The "Stars and Bars" flag was still displayed at Mizzou in the late '60s. In an interview on KCUR, Kansas City's NPR affiliate, Leonard Graham, an African American engineer in Kansas City, and a University of Missouri alumnus, described the "black flag incident" to host Gina Kaufmann.

Graham was one of 300 black students out of a student body he reported at around 25,000. At football games at half-time, after the marching band played "Dixie," spectators would wave Confederate flags. A fraternity would hoist a large Confederate flag that took two boys to hold.

In the incident Graham described, some African American students dyed a dorm bed sheet black, and hid it. At one of the televised football games, the black flag was displayed at half-time. A campus security officer asked the students to take it down. When he "unholstered" his service revolver, the black flag came down. But the Confederate flags and the singing of "Dixie" were ultimately banned.

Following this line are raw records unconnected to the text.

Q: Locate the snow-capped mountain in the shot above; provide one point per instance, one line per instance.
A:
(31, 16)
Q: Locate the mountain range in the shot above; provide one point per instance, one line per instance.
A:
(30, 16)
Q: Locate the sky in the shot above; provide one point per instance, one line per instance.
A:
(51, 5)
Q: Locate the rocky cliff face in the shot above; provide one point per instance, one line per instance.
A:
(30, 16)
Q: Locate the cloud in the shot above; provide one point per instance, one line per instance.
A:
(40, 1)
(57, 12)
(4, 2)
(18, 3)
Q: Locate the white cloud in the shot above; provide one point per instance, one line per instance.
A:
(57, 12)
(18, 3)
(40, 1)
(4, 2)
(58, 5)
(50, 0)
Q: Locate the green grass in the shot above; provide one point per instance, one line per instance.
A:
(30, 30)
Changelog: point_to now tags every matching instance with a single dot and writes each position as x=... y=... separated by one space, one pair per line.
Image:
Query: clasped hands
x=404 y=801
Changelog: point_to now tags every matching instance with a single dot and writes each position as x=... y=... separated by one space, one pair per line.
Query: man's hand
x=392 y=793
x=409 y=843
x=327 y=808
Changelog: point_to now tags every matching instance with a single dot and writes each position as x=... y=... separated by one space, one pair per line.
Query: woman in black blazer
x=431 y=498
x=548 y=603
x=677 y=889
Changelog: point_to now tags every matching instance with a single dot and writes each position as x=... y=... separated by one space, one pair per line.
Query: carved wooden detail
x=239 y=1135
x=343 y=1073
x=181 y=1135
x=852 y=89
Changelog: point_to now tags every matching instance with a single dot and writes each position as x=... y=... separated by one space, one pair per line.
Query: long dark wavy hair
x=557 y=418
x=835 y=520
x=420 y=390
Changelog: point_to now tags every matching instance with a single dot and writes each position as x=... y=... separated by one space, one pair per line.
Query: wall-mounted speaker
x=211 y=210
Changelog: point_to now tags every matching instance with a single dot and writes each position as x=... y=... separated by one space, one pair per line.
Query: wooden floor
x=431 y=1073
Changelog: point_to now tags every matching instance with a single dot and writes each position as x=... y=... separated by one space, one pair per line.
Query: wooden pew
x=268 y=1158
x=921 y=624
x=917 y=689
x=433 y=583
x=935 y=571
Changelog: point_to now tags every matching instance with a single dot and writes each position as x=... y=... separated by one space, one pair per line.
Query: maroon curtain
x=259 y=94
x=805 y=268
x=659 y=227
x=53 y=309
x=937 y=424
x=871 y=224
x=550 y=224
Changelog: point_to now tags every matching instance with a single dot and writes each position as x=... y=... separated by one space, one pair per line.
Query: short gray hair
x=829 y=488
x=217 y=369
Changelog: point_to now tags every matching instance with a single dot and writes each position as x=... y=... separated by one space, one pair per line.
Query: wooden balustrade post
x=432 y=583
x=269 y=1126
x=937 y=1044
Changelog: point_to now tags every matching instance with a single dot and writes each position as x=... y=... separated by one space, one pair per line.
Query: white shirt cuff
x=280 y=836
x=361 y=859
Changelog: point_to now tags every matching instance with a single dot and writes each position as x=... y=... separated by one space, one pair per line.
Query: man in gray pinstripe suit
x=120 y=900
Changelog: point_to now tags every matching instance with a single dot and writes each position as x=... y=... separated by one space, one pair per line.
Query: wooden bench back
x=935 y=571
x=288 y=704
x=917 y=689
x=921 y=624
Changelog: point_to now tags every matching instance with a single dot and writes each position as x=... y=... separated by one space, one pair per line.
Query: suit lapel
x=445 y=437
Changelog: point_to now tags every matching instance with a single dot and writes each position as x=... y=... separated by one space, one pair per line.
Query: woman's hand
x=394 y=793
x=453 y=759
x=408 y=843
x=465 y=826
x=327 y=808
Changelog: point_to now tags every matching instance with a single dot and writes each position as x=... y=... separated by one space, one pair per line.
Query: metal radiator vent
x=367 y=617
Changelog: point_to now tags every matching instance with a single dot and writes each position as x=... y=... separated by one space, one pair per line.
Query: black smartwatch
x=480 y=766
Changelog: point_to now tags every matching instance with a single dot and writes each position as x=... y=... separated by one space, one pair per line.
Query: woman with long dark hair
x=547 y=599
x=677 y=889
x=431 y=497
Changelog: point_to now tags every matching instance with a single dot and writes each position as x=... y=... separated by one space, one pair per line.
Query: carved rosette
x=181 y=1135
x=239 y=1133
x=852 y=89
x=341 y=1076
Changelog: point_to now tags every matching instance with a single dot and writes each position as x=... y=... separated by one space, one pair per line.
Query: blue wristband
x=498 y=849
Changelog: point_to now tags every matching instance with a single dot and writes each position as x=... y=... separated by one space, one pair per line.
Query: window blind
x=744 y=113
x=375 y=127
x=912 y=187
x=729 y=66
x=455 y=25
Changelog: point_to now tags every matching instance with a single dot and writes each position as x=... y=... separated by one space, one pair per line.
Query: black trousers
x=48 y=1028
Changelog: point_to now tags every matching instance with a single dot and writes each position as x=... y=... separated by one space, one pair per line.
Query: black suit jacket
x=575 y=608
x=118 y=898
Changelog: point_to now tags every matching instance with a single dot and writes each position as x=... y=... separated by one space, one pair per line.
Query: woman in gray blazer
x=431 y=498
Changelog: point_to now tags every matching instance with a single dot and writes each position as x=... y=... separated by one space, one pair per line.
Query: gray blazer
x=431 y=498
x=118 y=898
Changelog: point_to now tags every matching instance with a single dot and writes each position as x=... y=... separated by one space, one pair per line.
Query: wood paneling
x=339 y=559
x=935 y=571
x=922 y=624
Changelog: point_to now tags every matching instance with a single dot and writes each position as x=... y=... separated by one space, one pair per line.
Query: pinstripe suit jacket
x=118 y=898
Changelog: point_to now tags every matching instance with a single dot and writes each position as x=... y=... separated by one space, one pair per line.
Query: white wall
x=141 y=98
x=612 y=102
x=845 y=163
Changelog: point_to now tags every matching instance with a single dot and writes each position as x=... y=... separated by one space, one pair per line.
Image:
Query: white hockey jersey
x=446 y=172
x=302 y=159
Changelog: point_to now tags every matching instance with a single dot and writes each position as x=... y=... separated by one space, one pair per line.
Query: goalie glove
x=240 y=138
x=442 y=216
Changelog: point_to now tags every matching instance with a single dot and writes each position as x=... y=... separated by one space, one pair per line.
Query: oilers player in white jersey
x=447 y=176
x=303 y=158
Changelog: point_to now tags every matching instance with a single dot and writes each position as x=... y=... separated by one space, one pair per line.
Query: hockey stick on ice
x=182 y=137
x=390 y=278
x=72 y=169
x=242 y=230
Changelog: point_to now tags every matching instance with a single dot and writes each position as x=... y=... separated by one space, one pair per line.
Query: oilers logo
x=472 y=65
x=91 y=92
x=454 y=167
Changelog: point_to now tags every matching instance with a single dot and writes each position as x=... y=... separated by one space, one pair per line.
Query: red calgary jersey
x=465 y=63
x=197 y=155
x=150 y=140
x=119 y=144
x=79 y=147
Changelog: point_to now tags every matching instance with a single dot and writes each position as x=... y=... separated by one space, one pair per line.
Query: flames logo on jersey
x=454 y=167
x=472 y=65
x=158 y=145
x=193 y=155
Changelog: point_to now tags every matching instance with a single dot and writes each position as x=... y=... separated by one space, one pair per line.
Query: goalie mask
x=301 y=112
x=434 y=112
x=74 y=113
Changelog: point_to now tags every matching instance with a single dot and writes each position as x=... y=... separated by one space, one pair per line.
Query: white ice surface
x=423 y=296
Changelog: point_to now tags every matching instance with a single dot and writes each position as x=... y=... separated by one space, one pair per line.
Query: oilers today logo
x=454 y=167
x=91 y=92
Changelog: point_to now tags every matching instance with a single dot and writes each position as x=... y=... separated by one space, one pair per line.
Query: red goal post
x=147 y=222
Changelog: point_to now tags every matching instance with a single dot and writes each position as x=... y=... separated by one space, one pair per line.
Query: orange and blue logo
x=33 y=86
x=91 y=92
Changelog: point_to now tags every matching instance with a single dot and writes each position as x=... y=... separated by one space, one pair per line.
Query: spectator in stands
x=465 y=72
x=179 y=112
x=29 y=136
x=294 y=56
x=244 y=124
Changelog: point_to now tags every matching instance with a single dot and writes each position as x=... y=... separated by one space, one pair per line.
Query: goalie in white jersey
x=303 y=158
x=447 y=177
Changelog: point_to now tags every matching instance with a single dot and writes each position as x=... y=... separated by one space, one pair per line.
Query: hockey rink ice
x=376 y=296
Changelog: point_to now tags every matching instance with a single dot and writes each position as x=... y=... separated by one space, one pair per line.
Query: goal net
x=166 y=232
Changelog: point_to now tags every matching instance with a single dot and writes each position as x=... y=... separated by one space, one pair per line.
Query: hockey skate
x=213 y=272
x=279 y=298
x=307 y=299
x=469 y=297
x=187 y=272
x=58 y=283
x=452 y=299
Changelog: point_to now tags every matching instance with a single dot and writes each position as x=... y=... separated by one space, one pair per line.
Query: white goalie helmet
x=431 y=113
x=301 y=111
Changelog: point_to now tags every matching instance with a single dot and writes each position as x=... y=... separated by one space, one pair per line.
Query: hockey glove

I was amazed at this story. The South is one thing, but the Midwest is another. Or is it? As Graham pointed out during the show, "Central Standard," Missouri was a slave state, and "vestiges" of that heritage remain.

The Nov. 15 Kansas City Star reported a revealing statement from Shawn Alexander, an associate professor in African and African-American Studies at the University of Kansas: "Now you've got second-generation black students who tell their parents what they're seeing, and those parents say that's the same thing they experienced. There's a particular frustration to that."

We are not a post-racial society, despite the election of our first African American president. Some of the raw displays of racism we have witnessed since Obama's election -- and toward the President himself -- signal that along with what we hoped would be a new era comes a frightening backlash from an older one.

Much has changed, but bedrock prejudice remains. Perhaps the claim that we live in a "post-racial society" is an expression of hope, and maintaining hope is nothing short of a moral imperative in today's uncertain world. I suspect, however, that the term "post-racial society" is also an expression of denial, an invitation to turn away from reality and pretend that racial equality has been achieved.

Recent events prove the term "post-racial" to be premature.